The --open flag here indicates that we’d like to open the output using our system’s default applications. Provided you have an EPUB reader on your system (if you don’t, we recommend installing bene), you should now have a PDF, an EPUB, and a website in front of you. As simple as that!

Scaling up

Let’s kill that process (with Ctrl-C). Rheo compiles documents from across your project directory towards EPUB, PDF, and HTML simultaneously, whereas the Typst compiler typically takes just one Typst file and produces one kind of output.1 Let’s add a couple of files to our project and link between them:

project_uno/about.typ

= About

Project uno is an incredible writing project that will transform the way we understand the world.
If you want to be involved, see the #link("./contact.typ")[Contact page].

project_uno/contact.typ

#let email = "myemail@mydomain.com"
= Contact

To learn more about project uno, email me at #link("mailto:" + email)[#email]

And let’s also link to the two new pages on the index page:

project_uno/index.typ

= Project uno

Project uno is a writing project.

- #link("./about.typ")[About]
- #link("./contact.typ")[Contact]

Now let’s run Rheo again, but this time let’s only build the HTML and EPUB outputs:

rheo watch project_uno --html --epub --open

Note how the relative links are working across both the EPUB and the PDF. Relative linking is one of the key features in Rheo that enables you to build richer static sites and EPUBs beyond using just Typst. All of Typst’s other features such as variables are fair game, too, as Rheo just uses Typst’s compiler under the hood.

Adding a config

One issue with the EPUB that is currently being produced is that the index.typ section shows up last, after the about.typ and contact.typ, as Rheo orders files lexicographically by default. This is probably not what we want, as the index page acts as a sort of table of contents in our writing project currently.

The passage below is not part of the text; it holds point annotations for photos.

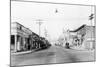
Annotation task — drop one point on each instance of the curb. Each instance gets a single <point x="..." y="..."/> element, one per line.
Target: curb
<point x="25" y="52"/>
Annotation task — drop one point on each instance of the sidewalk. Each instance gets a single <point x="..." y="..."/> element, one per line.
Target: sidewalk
<point x="24" y="52"/>
<point x="81" y="49"/>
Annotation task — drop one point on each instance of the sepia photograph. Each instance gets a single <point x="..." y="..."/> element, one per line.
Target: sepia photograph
<point x="44" y="33"/>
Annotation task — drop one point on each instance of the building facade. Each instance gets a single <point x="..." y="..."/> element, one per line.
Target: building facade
<point x="84" y="37"/>
<point x="20" y="40"/>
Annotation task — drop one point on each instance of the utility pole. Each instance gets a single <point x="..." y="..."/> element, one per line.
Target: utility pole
<point x="91" y="18"/>
<point x="39" y="22"/>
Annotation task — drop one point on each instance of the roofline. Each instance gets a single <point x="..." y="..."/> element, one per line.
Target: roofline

To sophisticate the way that Rheo produces outputs, we can add a rheo.toml config at the base of the project directory:

project_uno/rheo.toml

version = "0.1.0"

[epub.spine]
title = "Project Uno"
vertebrae = ["index.typ", "about.typ", "contact.typ"]

This config uses the notion of a spine to indicate a custom order for the sections. We’ll learn more about these later on in this documentation.

Let’s run the watch command again, this time with all outputs like the first time:

rheo watch project_uno --open

Great! The EPUB order is fixed. We now, however, have three distinct PDFs that are being created: one for each page. This is because Rheo defaults to producing one PDF per file in the project directory. We can configure Rheo to merge files together into a single PDF output by specifying a PDF spine, as we did with EPUB, and setting the merge attribute to true:

project_uno/rheo.toml

version = "0.1.0"

[epub.spine]
title = "Project Uno"
vertebrae = ["index.typ", "about.typ", "contact.typ"]

[pdf.spine]
title = "Project Uno"
vertebrae = ["index.typ", "about.typ", "contact.typ"]
merge = true

Before we run this again, let’s also clean the outputs in the build directory, as we don’t need those individual PDFs that we produced anymore:

rheo clean project_uno
rheo watch project_uno --open

Now we have a fully featured writing project, with nice-looking and orderly outputs in PDF, EPUB, and in HTML!

Footnotes

  1. 1Typst allows you to break up your projects using modules, but still requires one entrypoint. Rheo, by contrast, enables multiple entrypoint files, corresponding to multiple standalone pages in a static site.